Market volatility amid geopolitical and economic rewiring
Unsurprisingly, markets found it hard to process this attempt at rewiring the global trade architecture in tandem with the rewiring of the NATO led security architecture, especially at a point in time when the global economy was meandering through one of its periodic bouts of uncertainty.[2] Stock and currency markets absorbed most of the shocks, with the dollar and US equities falling steadily throughout March. Rest of world equities performed much better, at least initially, but eventually they too started to give way as the mood steadily darkened ahead of ‘Liberation Day’ in early April (the day on which the US announced sweeping new tariff restrictions).
By the end of March, uncertainty about the economic outlook was at an all-time peak and expectations for profit and economic growth were being pared back steadily by analysts around the globe. The process of adjustment to a world in which it will be more cumbersome and expensive to do business is well underway and it is proving to be a bumpy ride.

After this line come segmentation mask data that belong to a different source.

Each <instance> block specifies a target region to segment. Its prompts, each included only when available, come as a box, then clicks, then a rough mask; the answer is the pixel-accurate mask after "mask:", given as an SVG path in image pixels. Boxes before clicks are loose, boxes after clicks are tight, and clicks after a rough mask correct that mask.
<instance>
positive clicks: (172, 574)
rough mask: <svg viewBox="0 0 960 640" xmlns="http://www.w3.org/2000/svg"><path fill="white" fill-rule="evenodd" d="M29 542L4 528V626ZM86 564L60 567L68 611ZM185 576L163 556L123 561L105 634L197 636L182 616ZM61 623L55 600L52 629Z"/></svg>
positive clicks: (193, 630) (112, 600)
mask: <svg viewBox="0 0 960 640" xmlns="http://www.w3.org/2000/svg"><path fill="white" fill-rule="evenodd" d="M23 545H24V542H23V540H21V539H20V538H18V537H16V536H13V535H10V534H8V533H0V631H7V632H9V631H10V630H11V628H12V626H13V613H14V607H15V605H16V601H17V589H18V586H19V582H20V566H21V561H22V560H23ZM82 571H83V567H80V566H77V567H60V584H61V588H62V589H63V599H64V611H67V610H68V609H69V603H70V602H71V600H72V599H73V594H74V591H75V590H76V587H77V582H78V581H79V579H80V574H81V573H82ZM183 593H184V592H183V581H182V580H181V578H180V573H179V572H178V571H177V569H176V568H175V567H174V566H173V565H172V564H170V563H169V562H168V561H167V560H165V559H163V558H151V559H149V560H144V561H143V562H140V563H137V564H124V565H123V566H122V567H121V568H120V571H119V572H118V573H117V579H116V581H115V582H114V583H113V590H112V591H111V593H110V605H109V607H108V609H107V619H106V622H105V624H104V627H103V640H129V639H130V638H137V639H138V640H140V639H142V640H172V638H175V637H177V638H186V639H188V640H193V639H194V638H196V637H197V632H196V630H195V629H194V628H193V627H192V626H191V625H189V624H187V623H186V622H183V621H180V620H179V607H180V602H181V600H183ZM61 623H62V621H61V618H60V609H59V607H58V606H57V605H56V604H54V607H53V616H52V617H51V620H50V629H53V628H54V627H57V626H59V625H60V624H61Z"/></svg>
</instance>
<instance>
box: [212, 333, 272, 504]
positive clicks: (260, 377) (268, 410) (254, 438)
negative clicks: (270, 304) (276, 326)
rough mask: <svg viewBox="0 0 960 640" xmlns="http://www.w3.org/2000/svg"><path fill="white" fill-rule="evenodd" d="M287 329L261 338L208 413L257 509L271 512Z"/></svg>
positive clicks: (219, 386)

This uncertainty in the investment outlook is also likely to persist well past the ‘clearing event’ of ‘Liberation Day’ in our opinion, not least because uncertainty and unpredictability is a clear characteristic of the new US administration. Given the amount of leverage in the financial system, market movements can be very sharp in the near term as sentiment waxes and wanes. This is also obviously a very fertile environment for headline writers who have ample opportunity to amplify whatever turns out to be the theme of the day. However, this amplification and leverage usually ends up just creating more heat than light, with the real longer term drivers of returns taking a while to show themselves.
Navigating Trump’s tariffs
Although much of the recent news and events may seem surprising, they were all reasonably well flagged in advance. The MAGA agenda on security and tariffs was clear for many months ahead of their launch, and, although there was always the chance of watering down the worst case scenarios, the shape of what transpired was visible before it happened. This visibility helped us, for example, to begin rebalancing equity positions away from their US dominance and increasing allocations to opportunities elsewhere around the world at the end of last year. Where possible, we also increased portfolio alternatives exposure at the same time, as a means of increasing diversification for the year ahead. Our thinking was that US assets had delivered excellent returns for many years and were now looking very expensive compared to the rest of the world, not leaving much room for any disappointments. The moves into alternative assets were based on the opinion that we couldn’t totally rely on traditional safe haven assets, such as government bonds, to offset risk taking elsewhere, given that these assets were being pressurised by a troublesome inflationary outlook. These adjustments have helped us navigate a tricky first quarter and we will likely be re-enforcing them as tactical opportunities present themselves in the near future.
Looking to the future: Investing during uncertainty
As we come to the ‘end of the beginning’ of the new Trump dominated era, we are struck by the fact that dealing with a ‘new’ set of uncertainties really isn’t so new after all. Uncertainty around economic policy will probably peak in the next few months and then fall. Economic growth could slow and may even result in a shallow recession. However, the combined effects of German (and Chinese) stimulus, lower oil prices and falling interest rates are powerful offsets to the risks that the US policy reset brings with it.
We have managed through many uncertain and volatile periods before, and the basic principles of our investment process don’t alter with news flow, however eye catching it may be. Portfolios will continue to be constructed with a high degree of diversification and liquidity, and an eye to the long term. These simple principles help us face the future with a good degree of confidence, keeping us open minded about how the next few months develop and alert to the numerous long run opportunities that shorter term periods of turbulence inevitably produce.